“Lengthy” Uluru statement still worth a read

Anthony Albanese has been tearing his hair out because the more extreme activists who relish forcing the voice on Australia can’t stick to his sales pitch.

Part of the Prime Minister’s pitch is that the Uluru Statement represents a plea by every indigenous Australian for a voice in Parliament, and it “fits on an A4 page”.

The statement is much more than that, and it's no wonder the ‘yes’ mob are keen to play this down. It’s 26 pages full of demands for money, racially-exclusive access to Australian land and water, special race-based rights, and self-government – an independent indigenous nation entirely by Australian taxpayers. It’s recommended reading for anyone concerned about enshrining racial inequality in the Constitution.

Prominent voice extremist Megan Davis, one of the authors of the Uluru Statement, has since 2017 said repeatedly it’s a lengthy document of “18 to 20 pages”. This week she’s been forced to write a newspaper column pretending she never said anything of the kind, but it’s too late.

This issue has been a trainwreck for the ‘yes’ mob this week. Labour and the ‘yes’ extremists spent years talking to sympathetic audiences in the voice bubble.
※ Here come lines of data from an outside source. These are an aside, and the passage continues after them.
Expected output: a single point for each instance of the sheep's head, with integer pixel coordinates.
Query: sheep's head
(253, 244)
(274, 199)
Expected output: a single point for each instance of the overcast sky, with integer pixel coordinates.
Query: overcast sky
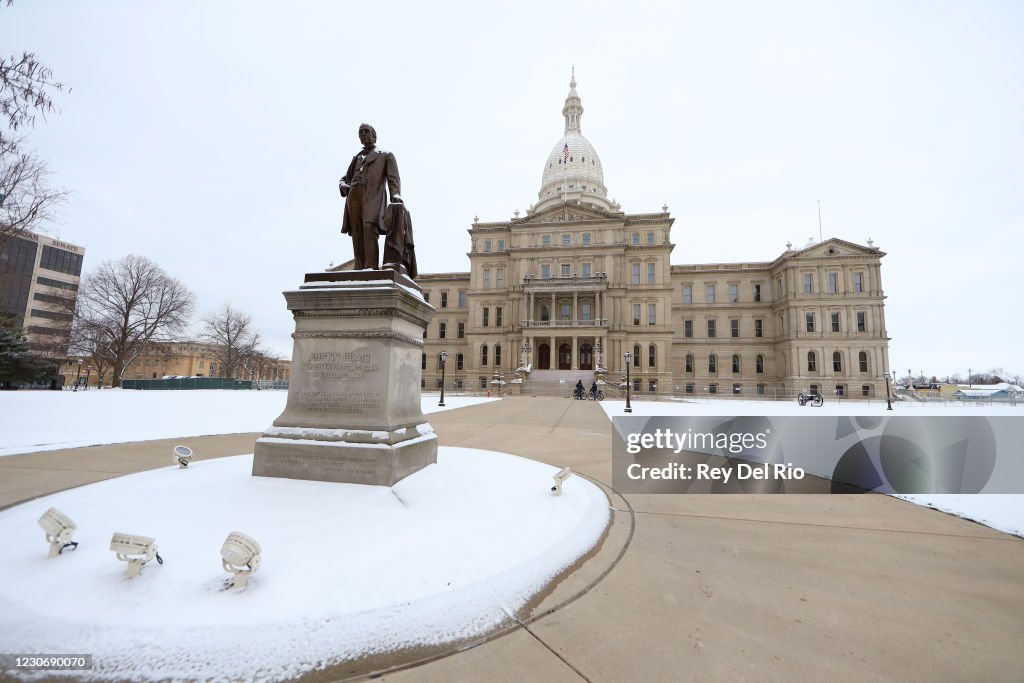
(210, 136)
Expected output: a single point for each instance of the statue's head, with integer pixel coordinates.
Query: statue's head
(367, 134)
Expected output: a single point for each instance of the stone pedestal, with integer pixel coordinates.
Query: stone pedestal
(353, 410)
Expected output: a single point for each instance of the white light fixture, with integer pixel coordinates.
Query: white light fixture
(58, 528)
(135, 550)
(182, 456)
(240, 556)
(560, 477)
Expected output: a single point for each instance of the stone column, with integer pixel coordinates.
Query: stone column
(353, 410)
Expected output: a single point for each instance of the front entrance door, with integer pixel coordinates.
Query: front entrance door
(564, 357)
(586, 357)
(544, 357)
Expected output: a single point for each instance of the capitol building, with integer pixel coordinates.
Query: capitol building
(577, 283)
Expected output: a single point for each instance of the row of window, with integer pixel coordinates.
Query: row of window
(711, 293)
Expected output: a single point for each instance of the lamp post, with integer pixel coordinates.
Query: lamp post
(440, 403)
(629, 408)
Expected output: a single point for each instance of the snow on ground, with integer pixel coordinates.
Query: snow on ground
(1004, 512)
(33, 421)
(347, 569)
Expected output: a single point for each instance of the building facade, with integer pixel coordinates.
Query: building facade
(577, 283)
(39, 280)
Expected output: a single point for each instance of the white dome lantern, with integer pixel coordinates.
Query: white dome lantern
(572, 172)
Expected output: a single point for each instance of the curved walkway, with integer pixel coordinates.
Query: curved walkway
(729, 587)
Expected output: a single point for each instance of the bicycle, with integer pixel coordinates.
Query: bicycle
(815, 399)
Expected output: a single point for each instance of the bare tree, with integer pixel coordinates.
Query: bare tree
(27, 200)
(126, 304)
(235, 342)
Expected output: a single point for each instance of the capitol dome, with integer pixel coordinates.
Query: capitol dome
(572, 171)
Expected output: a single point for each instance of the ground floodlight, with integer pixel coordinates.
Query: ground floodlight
(59, 528)
(182, 456)
(135, 550)
(240, 556)
(560, 477)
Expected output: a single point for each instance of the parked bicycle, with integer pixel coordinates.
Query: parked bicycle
(815, 399)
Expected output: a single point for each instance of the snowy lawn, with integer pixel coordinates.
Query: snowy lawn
(448, 553)
(1005, 512)
(33, 421)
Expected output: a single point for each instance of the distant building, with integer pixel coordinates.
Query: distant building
(580, 283)
(39, 280)
(186, 358)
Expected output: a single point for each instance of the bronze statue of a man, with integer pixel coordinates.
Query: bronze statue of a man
(363, 187)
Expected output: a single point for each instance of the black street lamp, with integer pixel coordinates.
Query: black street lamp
(443, 360)
(629, 408)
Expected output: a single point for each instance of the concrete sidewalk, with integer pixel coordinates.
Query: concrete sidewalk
(729, 587)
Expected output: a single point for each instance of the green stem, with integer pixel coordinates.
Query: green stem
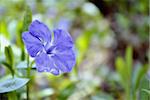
(28, 75)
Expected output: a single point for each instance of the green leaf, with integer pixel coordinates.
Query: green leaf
(12, 84)
(9, 55)
(27, 19)
(138, 74)
(9, 60)
(146, 91)
(144, 85)
(120, 66)
(129, 61)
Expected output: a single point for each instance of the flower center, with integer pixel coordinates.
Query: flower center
(49, 50)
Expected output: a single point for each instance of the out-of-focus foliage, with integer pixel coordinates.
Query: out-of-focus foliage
(111, 40)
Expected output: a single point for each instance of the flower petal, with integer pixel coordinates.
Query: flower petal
(32, 44)
(46, 63)
(62, 38)
(65, 60)
(40, 30)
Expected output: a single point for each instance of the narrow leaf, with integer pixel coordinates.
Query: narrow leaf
(12, 84)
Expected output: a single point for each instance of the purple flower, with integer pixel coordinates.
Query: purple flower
(53, 54)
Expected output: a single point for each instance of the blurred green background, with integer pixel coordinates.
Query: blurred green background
(112, 48)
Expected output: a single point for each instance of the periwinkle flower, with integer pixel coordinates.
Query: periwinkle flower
(54, 54)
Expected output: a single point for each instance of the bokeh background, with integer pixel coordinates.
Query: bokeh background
(112, 48)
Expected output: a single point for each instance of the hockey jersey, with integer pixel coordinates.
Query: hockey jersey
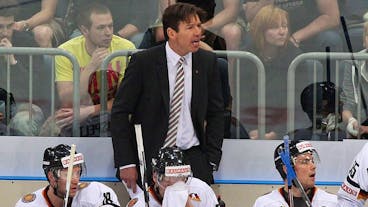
(275, 199)
(354, 190)
(200, 194)
(89, 195)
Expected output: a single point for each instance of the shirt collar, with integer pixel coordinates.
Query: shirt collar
(173, 57)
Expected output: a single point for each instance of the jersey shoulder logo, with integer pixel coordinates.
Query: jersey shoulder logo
(29, 198)
(132, 202)
(194, 197)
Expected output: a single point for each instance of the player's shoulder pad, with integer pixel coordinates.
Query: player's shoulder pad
(30, 197)
(132, 202)
(83, 185)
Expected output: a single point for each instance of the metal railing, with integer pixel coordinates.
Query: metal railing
(53, 52)
(317, 56)
(229, 54)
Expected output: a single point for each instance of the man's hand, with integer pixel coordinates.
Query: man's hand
(129, 176)
(19, 26)
(352, 127)
(363, 130)
(7, 44)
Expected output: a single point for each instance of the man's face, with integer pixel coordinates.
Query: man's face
(101, 30)
(162, 182)
(61, 182)
(305, 169)
(188, 36)
(6, 27)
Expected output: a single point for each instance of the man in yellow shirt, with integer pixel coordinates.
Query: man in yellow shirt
(97, 41)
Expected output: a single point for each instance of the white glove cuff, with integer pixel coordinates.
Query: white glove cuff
(350, 127)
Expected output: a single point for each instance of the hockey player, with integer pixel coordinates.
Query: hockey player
(354, 190)
(55, 166)
(303, 158)
(174, 184)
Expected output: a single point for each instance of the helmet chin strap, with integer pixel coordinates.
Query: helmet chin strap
(56, 192)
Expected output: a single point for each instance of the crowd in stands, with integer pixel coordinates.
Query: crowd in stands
(275, 31)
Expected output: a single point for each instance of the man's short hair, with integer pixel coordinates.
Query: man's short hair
(180, 12)
(8, 8)
(84, 14)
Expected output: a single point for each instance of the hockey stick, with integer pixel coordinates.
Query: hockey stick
(69, 175)
(291, 176)
(142, 161)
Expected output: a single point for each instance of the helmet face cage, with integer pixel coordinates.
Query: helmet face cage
(170, 167)
(296, 148)
(57, 158)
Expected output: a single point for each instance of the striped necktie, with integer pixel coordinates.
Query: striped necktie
(175, 106)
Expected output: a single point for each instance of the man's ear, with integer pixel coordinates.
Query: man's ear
(171, 33)
(84, 30)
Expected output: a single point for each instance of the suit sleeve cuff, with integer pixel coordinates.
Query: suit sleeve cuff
(126, 166)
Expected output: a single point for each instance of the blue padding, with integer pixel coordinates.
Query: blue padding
(113, 179)
(270, 182)
(99, 179)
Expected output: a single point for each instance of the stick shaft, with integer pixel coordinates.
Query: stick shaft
(142, 160)
(69, 175)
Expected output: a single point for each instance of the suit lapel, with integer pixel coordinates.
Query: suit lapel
(196, 78)
(162, 74)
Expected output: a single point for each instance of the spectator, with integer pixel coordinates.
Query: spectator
(147, 89)
(222, 20)
(80, 194)
(353, 191)
(313, 23)
(174, 189)
(318, 102)
(131, 18)
(303, 159)
(270, 32)
(97, 42)
(353, 87)
(38, 17)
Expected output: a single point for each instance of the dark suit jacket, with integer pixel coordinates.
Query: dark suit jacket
(143, 98)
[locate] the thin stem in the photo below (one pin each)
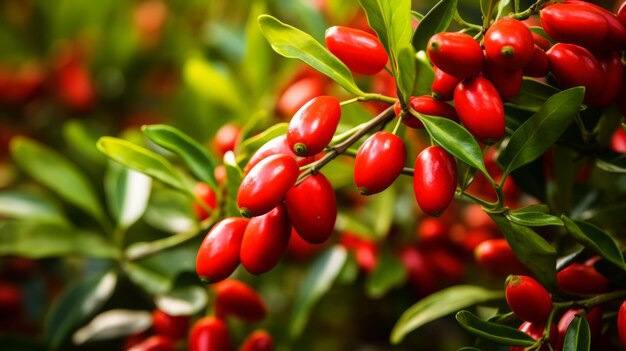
(340, 148)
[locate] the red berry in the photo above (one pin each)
(313, 126)
(266, 184)
(259, 340)
(434, 180)
(379, 161)
(218, 256)
(480, 109)
(173, 327)
(360, 51)
(236, 298)
(528, 299)
(265, 240)
(457, 54)
(313, 220)
(509, 44)
(209, 334)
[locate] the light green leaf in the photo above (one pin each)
(440, 304)
(291, 42)
(542, 130)
(53, 170)
(141, 160)
(315, 284)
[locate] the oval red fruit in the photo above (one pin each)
(360, 51)
(265, 240)
(236, 298)
(259, 340)
(218, 256)
(209, 334)
(480, 109)
(509, 44)
(379, 161)
(528, 299)
(266, 184)
(434, 180)
(313, 220)
(457, 54)
(313, 126)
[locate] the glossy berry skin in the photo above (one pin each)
(154, 343)
(379, 161)
(574, 65)
(457, 54)
(539, 65)
(579, 278)
(218, 256)
(266, 184)
(480, 109)
(528, 299)
(360, 51)
(313, 220)
(173, 327)
(259, 340)
(238, 299)
(209, 334)
(509, 44)
(205, 194)
(574, 24)
(434, 180)
(313, 126)
(265, 240)
(443, 85)
(497, 257)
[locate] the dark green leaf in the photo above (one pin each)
(142, 160)
(78, 303)
(501, 334)
(53, 170)
(39, 240)
(596, 239)
(28, 205)
(195, 155)
(389, 273)
(533, 219)
(531, 249)
(456, 140)
(440, 304)
(436, 20)
(578, 335)
(291, 42)
(542, 130)
(315, 284)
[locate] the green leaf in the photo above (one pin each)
(440, 304)
(28, 205)
(291, 42)
(77, 304)
(389, 273)
(532, 95)
(456, 140)
(127, 192)
(533, 219)
(542, 130)
(436, 21)
(193, 153)
(578, 335)
(142, 160)
(38, 240)
(501, 334)
(315, 284)
(596, 239)
(531, 249)
(53, 170)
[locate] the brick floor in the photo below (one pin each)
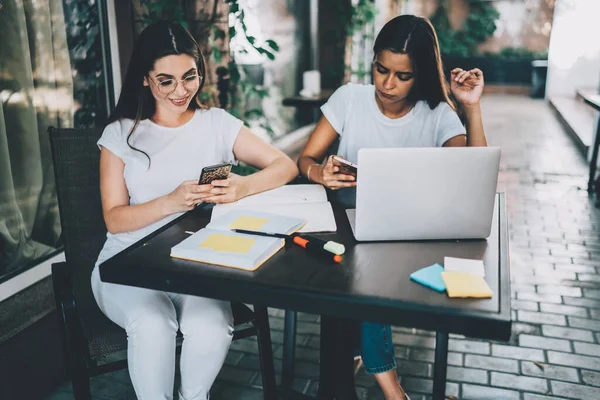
(555, 269)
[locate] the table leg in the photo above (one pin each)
(594, 160)
(289, 350)
(440, 366)
(336, 367)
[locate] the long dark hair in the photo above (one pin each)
(416, 37)
(158, 40)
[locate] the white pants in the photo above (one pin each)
(151, 319)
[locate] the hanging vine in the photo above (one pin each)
(479, 26)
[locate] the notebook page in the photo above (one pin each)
(319, 216)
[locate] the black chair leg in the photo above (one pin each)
(81, 385)
(289, 350)
(265, 352)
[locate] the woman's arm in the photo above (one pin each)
(309, 162)
(467, 88)
(121, 217)
(276, 169)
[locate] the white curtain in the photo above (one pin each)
(36, 91)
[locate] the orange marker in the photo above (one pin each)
(316, 249)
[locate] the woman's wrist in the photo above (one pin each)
(470, 109)
(312, 168)
(164, 206)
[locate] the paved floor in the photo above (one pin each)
(554, 352)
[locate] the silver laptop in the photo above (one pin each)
(425, 193)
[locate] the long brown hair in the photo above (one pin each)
(158, 40)
(416, 37)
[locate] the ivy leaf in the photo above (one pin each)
(272, 44)
(253, 113)
(218, 33)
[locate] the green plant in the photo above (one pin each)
(242, 89)
(362, 15)
(520, 53)
(479, 26)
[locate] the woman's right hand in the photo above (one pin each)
(187, 196)
(330, 177)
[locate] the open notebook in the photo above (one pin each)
(308, 202)
(217, 244)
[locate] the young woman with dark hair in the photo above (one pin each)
(152, 151)
(408, 105)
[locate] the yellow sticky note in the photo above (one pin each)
(249, 223)
(459, 284)
(228, 243)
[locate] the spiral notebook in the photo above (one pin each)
(218, 244)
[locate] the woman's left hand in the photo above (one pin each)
(228, 190)
(466, 86)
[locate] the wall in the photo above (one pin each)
(574, 53)
(522, 23)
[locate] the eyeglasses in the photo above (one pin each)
(168, 86)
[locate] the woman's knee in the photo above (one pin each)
(151, 321)
(213, 327)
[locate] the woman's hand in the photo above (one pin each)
(329, 176)
(228, 190)
(187, 196)
(466, 86)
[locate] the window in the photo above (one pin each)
(52, 73)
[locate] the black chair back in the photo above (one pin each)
(76, 159)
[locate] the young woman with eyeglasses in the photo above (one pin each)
(157, 141)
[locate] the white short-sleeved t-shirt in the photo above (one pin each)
(176, 154)
(355, 116)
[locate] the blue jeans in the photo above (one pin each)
(376, 347)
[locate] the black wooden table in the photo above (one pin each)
(593, 100)
(371, 284)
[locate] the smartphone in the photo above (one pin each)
(345, 166)
(214, 172)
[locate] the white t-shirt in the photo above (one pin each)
(355, 116)
(176, 154)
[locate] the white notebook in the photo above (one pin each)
(218, 244)
(308, 202)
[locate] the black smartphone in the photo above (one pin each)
(345, 166)
(214, 172)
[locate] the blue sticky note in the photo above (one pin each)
(431, 277)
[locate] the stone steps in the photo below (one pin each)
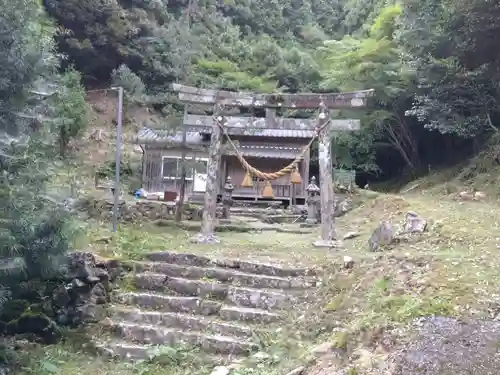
(180, 320)
(154, 335)
(223, 275)
(195, 305)
(239, 296)
(241, 265)
(217, 305)
(124, 350)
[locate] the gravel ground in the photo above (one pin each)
(446, 346)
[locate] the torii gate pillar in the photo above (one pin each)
(327, 195)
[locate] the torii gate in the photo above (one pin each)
(322, 102)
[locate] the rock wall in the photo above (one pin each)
(78, 296)
(142, 210)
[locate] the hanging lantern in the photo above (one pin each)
(295, 177)
(268, 192)
(247, 180)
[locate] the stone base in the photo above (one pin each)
(328, 244)
(308, 225)
(205, 238)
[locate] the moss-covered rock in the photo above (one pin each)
(38, 324)
(13, 309)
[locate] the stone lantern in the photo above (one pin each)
(227, 198)
(313, 192)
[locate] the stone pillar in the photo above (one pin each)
(227, 198)
(312, 202)
(209, 218)
(328, 233)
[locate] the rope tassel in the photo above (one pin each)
(295, 177)
(247, 180)
(268, 192)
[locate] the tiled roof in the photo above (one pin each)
(147, 135)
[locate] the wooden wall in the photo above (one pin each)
(230, 166)
(152, 179)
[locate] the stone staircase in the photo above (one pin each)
(218, 305)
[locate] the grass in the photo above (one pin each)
(452, 270)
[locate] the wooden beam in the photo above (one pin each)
(356, 99)
(252, 124)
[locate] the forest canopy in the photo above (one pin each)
(433, 63)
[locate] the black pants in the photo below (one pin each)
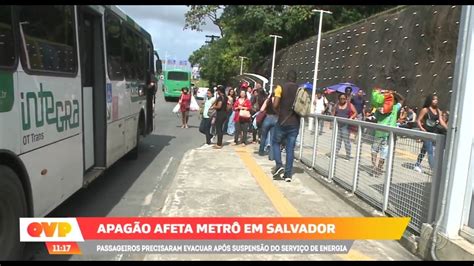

They allowed this sympathy to convince themselves the voice would sail through a referendum with solid support.

Now they’re beginning to realise that the Australian people at large – to whom the pitch must be made because changing the Constitution is our prerogative – are not so gullible.

When the Prime Minister finally musters the courage to set a date for the racist referendum, I suspect that’s when you’ll see the big money behind the ‘yes’ mob flow into a blitzing campaign about ‘listening’ and ‘better outcomes’ with no mention of what the voice really is: a vehicle for a treaty and special rights that will make non-indigenous Australians second-class citizens in their own country.